Bolu Abant İzzet Baysal Üniversitesi’nde Rektör Prof. Dr. Mustafa Alişarlı’nın yeniden Rektör olarak atanması Bolu’nun boş verilmişliğini, sahipsizliğini bir kere daha gün yüzüne çıkardı. Göreve geldikten sonraki süreçte Üniversite’de idari görevlerdeki Bolulu’ları tasfiye eden, öğretim üyesi kadrolarına adamına göre şartlar belirleyerek nokta atışları yapan, Üniversiteyi zarara uğrattığı Sayıştay raporlarıyla belgelenen, skandallarla dolu bir yönetim sergileyen Mustafa Alişarlı’nın yeniden Rektör olarak atanması, hem Bolu’ya, hem Rahmetli İzzet Baysal’ın gözbebeği Üniversite’ye hem de bilim camiasına ihanettir.

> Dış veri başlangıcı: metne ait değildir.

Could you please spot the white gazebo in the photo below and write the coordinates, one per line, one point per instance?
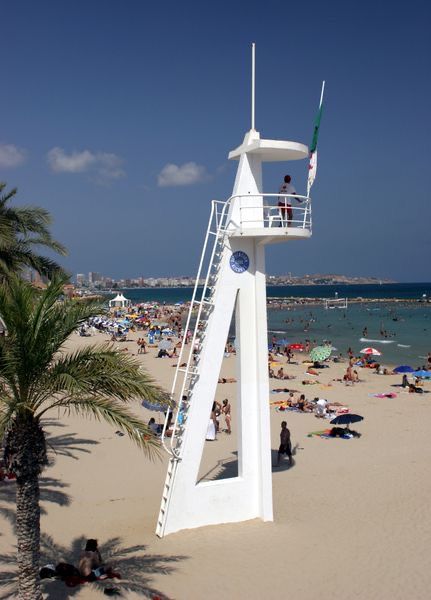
(119, 302)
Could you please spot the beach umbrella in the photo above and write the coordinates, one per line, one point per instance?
(165, 345)
(403, 369)
(346, 419)
(158, 406)
(296, 346)
(320, 353)
(422, 373)
(370, 351)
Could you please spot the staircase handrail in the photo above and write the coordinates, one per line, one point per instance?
(219, 229)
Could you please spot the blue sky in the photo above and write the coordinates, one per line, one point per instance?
(99, 98)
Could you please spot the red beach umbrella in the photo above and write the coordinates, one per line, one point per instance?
(370, 351)
(299, 347)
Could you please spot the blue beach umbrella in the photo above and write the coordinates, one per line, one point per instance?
(346, 419)
(404, 369)
(422, 373)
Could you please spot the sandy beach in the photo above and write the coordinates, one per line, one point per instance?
(351, 517)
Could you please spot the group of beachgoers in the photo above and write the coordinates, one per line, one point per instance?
(91, 568)
(217, 411)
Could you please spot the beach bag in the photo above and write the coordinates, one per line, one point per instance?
(64, 570)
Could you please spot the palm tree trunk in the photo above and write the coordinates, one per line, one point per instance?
(28, 533)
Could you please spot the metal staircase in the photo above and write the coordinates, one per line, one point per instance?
(191, 349)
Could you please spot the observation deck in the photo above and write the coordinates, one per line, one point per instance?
(270, 217)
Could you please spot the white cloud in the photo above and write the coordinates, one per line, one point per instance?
(187, 174)
(104, 165)
(11, 156)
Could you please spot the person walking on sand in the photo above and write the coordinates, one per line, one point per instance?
(285, 444)
(226, 411)
(284, 201)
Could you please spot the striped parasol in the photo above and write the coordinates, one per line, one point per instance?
(320, 353)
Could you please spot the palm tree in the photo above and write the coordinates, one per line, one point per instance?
(22, 231)
(38, 375)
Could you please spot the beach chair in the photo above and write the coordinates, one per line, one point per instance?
(275, 218)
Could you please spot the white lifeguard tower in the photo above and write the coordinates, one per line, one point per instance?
(233, 268)
(120, 301)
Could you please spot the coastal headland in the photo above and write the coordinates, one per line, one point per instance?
(351, 515)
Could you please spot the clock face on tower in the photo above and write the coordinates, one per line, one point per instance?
(239, 261)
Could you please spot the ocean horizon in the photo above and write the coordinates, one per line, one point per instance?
(405, 325)
(402, 291)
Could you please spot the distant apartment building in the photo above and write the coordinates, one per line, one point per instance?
(94, 277)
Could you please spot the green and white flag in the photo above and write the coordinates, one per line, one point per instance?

Daha önce geldiği Sinop’ta soruşturma geçiren, kerameti kendinden menkul ve Bolu’ya gelir gelmez ilk işi eşinin şube müdür olmasını sağlayan Çevre ve Şehircilik İl Müdürü örneğinde olduğu gibi Bolu neden sevmediği otların burnunun dibinde bitmesine mahkum ediliyor? Nerede o parlak nutuklar atan anlı şanlı siyasetçilerimiz? Nerede köy köy dolaşan ama Ankara’da sözleri geçmeyen vekillerimiz? Bu duruma hiç mi itirazınız yok?
Bu gidiş iyi bir gidiş değil. İktidar bu liyakatsız atamalarıyla kendi ayağına sıkıyor. Bolu’da seçimleri kaybedişinin en büyük sebeplerinden biri, Alişarlı’nın personel kıyımından dolayı Üniversite ile bağı olanlardan iktidara oy gelmemesidir. Bu durum özellikle vurgulanmasına rağmen hala Alişarlı’nın Rektör olarak atanması kaçınılmaz sonun yakın olduğunu göstermektedir.
Bu şekildeki liyakatsız atamalar, sadece Bolu’da değil Türkiye’nin çeşitli yerlerinde ciddi rahatsızlık boyutuna ulaşmıştır. Akıl başa geldiğinde ise çok geç olacaktır.